Anthropic held a meeting with the White House this Friday, said to be «productive and constructive,» Reuters reports.

Read more: Axios, Engadget, and Reuters

Anthropic launches Project Glasswing, greatly advancing cybersecurity

Project Glasswing pokes holes in almost any software, and if it isn’t used defensively now — attackers might soon. (Picture: Anthropic)
Anthropic has been cooking up the Mythos model lately, that internal documents had put as «a sea-change in capabilities,» and was too dangerous to release publicly.

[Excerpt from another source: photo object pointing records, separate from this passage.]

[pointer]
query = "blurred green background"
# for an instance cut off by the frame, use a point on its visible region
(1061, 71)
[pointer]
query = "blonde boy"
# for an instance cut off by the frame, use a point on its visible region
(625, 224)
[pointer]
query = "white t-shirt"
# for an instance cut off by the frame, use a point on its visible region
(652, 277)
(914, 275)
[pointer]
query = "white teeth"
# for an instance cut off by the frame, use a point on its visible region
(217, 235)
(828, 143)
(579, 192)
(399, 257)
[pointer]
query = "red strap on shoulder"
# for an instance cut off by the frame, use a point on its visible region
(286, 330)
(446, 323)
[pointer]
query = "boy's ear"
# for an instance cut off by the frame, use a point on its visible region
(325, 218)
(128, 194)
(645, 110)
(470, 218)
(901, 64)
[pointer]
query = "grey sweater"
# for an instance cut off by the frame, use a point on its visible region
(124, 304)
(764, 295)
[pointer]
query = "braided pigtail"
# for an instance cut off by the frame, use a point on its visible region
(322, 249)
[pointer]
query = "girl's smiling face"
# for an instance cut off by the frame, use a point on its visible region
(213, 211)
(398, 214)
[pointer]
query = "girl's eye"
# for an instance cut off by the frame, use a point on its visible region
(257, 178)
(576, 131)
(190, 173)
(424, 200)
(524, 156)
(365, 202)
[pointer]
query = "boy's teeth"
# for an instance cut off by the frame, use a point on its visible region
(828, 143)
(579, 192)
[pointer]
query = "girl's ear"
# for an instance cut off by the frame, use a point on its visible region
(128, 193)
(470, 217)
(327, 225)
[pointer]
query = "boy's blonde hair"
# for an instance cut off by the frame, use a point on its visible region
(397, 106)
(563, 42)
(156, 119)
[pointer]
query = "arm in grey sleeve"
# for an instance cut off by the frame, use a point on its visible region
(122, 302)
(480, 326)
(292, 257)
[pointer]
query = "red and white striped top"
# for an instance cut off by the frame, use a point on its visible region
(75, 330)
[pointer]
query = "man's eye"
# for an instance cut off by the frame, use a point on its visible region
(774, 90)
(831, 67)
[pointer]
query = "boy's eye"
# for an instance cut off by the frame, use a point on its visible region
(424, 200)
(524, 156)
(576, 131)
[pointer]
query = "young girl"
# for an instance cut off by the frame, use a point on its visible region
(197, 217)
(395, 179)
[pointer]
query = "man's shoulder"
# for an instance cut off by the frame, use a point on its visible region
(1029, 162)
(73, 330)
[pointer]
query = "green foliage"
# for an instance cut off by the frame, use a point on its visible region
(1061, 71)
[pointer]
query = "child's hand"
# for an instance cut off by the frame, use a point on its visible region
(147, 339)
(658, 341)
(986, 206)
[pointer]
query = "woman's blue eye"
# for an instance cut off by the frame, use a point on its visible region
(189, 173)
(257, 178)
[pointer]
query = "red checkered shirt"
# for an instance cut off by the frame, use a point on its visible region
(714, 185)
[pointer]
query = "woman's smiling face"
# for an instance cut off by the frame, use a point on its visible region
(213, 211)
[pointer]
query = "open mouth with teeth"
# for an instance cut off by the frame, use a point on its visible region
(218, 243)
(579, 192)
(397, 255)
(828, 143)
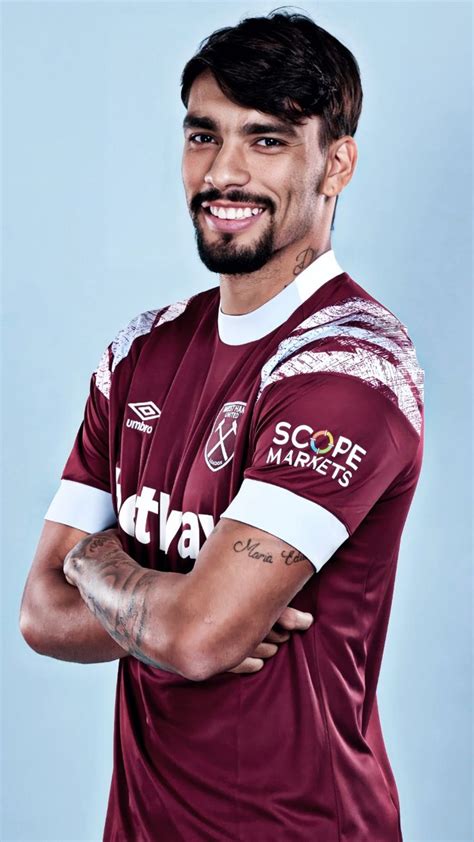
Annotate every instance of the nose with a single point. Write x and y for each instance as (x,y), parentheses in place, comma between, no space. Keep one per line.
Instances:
(228,169)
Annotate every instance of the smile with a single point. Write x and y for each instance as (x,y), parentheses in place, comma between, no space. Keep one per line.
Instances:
(230,217)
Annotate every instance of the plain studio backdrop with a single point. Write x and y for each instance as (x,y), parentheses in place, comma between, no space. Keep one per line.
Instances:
(96,230)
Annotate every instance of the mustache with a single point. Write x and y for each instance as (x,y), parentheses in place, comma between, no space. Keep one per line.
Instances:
(231,196)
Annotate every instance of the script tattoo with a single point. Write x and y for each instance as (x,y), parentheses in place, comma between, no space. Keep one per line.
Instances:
(303,259)
(288,556)
(252,551)
(116,590)
(293,556)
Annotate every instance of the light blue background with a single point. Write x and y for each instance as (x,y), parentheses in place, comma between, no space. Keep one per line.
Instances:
(96,230)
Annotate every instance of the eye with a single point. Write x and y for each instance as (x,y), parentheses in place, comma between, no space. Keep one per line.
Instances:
(273,141)
(194,138)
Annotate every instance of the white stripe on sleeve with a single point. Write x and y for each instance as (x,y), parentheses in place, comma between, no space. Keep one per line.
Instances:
(305,525)
(82,506)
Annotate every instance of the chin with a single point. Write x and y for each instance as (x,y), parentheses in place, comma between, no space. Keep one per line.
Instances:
(229,258)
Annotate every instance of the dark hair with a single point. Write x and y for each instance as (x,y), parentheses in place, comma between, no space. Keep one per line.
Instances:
(286,65)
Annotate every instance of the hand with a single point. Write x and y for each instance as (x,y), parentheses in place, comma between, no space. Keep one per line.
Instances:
(292,620)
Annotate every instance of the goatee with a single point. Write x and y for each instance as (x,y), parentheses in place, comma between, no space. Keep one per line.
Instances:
(228,258)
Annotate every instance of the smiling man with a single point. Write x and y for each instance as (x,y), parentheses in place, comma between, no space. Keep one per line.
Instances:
(247,457)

Instead, they are releasing Project Glasswing, having found it to be especially suited for «an effort to secure the world’s most critical software.» It won’t take long for others to catch up, Anthropic says, and this is «an urgent attempt to put these capabilities to work» defensively.

Launch partners include a who’s who of Silicon Valley giants, and Anthropic claims it has already found thousands of vulnerabilities across every major operating system and browser.

The Mythos Preview model scores 93.9% on SWE-bench Verified compared to Opus 4.6 with 80.8%, and on SWE-bench Pro it is 77.8% vs 53.4%.

Smaller actors maintaining critical software will enjoy $100 million in usage credit donations from Anthropic — but for others it will cost a whopping $25/125 per million input/output tokens.